Write completion flow control

I’ve finished the write completion driven outbound data flow control connection filter that I started work on a while ago. This provides a way to deal with the problem of having more data to send to a client than the client can receive within a reasonable time. Rather than simply continuing to send and building up a massive amount of buffered data in the TCP/IP stack the connection filter keeps track of write completions and begins to buffer data for you when there are ’too many’ write operations outstanding. This means that the data is buffered in your own memory rather than in the TCP/IP stack and that it doesn’t use valuable non-paged pool. Once data is buffered it will be sent as existing write operations complete. If the amount of buffered data gets above a predetermined amount you can either get a callback or you can tell the filter to ’throw away’ some of the data; either the oldest data or the newest data. Obviously there aren’t many protocols where this is acceptable so the filter can call into your own code to allow you to decide what to do.

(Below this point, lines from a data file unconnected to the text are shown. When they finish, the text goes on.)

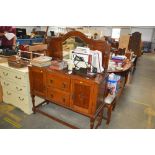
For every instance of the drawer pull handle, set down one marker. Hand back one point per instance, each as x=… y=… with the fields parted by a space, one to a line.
x=64 y=100
x=19 y=89
x=19 y=78
x=5 y=74
x=21 y=99
x=63 y=85
x=8 y=93
x=6 y=84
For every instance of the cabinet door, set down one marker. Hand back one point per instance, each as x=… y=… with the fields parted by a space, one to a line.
x=37 y=81
x=81 y=100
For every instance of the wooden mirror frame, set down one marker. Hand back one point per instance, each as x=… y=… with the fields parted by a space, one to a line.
x=55 y=48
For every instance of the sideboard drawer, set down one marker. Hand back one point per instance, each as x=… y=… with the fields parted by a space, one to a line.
x=5 y=74
x=59 y=82
x=58 y=96
x=8 y=96
x=18 y=78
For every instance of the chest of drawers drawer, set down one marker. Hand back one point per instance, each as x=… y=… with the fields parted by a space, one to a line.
x=14 y=76
x=5 y=74
x=19 y=89
x=59 y=82
x=58 y=96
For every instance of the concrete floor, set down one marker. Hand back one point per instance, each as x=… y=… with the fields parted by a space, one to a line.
x=135 y=108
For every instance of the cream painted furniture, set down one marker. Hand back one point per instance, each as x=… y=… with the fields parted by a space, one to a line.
x=124 y=41
x=15 y=86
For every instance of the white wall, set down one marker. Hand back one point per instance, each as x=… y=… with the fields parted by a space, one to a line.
x=29 y=28
x=146 y=33
x=125 y=31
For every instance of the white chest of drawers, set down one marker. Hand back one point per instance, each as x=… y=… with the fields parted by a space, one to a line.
x=15 y=86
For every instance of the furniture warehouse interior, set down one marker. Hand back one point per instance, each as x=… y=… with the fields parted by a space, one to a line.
x=77 y=77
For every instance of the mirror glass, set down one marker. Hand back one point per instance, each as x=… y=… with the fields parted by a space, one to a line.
x=70 y=44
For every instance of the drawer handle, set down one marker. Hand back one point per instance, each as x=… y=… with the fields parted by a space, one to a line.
x=6 y=84
x=8 y=93
x=64 y=100
x=19 y=78
x=63 y=85
x=21 y=99
x=5 y=74
x=19 y=89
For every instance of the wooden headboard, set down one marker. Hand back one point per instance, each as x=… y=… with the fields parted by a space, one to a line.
x=55 y=48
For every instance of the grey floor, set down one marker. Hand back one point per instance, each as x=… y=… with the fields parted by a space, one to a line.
x=135 y=108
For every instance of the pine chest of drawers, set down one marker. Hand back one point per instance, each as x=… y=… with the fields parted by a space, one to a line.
x=15 y=86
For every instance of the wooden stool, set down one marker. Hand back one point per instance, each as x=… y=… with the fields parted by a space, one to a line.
x=110 y=107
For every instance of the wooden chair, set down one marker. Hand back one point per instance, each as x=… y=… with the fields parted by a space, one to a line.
x=110 y=107
x=40 y=49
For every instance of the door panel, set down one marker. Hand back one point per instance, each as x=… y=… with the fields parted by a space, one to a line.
x=37 y=81
x=81 y=100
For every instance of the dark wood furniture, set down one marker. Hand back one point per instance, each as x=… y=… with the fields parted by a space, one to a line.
x=74 y=92
x=78 y=93
x=110 y=108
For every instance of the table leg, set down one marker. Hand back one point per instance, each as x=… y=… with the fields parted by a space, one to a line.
x=33 y=103
x=92 y=120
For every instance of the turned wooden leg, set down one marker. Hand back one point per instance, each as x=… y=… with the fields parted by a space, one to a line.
x=108 y=115
x=114 y=104
x=47 y=101
x=33 y=103
x=100 y=118
x=92 y=120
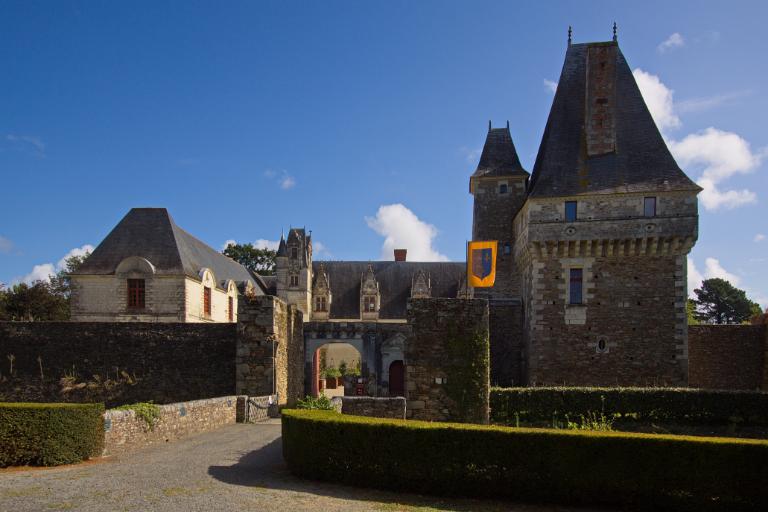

The result is that the filter will protect your server from using more non-paged pool than you’d like it to. You can rely on the TCP receive window to manage your flow control for you and once the TCP/IP stack stops sending due to the receive window being ‘full’ the filter will work out what’s going on from the slower write completions and begin to buffer future writes for you. Once the problem passes the data will be sent automatically. If the problem is long-term then you get to decide what to do, if it’s a short-term blip then you can ignore it completely and know that several of these ‘blips’ happening at once aren’t going to bring your server down due to non-paged pool exhaustion.

Like the other connection filters that are available this one can be ‘stacked’, so you can push an SSL layer onto your connection, then a send flow control filter, then a connection maintaining filter or a read timeout filter, etc. Servers that don’t need this functionality aren’t affected by the optional functionality because they don’t have the filter installed.

With this and a connection limiter installed your server (or client) can be tuned so that you can guarantee that you won’t use more non-paged pool than you want to.

This code will be available in version 5.3 of The Server Framework. At present there’s no release date for this. If you need this code sooner, get in touch.

Updated: 21st July 2008 - This code was actually included in the 5.2.2 release.